The snowfall thickened. Our footsteps were soon covered and I pulled out my compass to get a bearing.

‘Farringdon, who is the leader here?' Parr sounded tired.

‘We're losing visibility. I want to know the way so we can get down safely.'

Hooper shivered. The wind whipped her shoulders. She buckled, almost fell to the ground under the weight of her pack. Locke took Hooper's arm and led her around to keep her warm. I grabbed Hooper's knapsack, took some of her load for myself and she did not protest. We climbed and slipped over snow and rocks, trying to keep a reasonable pace but not wanting to leave Hooper struggling.

The sky now covered the tops of peaks, I was not at all sure which of the mountains around us was which and, before long, we could hardly make out the path we had taken. We were in a sort of dip or col but possibly not the one we had intended to come down. Parr insisted that she knew the way, though I could not see how.

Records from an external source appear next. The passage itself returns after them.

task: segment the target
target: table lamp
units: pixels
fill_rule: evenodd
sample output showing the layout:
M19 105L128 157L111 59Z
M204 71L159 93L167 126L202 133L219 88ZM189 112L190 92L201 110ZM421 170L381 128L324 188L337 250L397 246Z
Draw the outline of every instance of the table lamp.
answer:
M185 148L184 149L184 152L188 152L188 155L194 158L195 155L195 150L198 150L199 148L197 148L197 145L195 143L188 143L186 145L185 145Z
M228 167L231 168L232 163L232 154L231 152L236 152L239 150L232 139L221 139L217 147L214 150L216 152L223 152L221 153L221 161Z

My father had taught me that it was always a mistake to trust one's instinct rather than the points of the compass. But Parr was our leader. Men must not question the orders of the captain, so the captain has to be right when he is wrong. And Parr had never made a mistake with navigation. She was far more experienced than I. This was not the time for mutiny and I decided that I had misread the compass or there was some sort of disruption of the magnetic field. I was now roped up with Parr, and Locke with Hooper.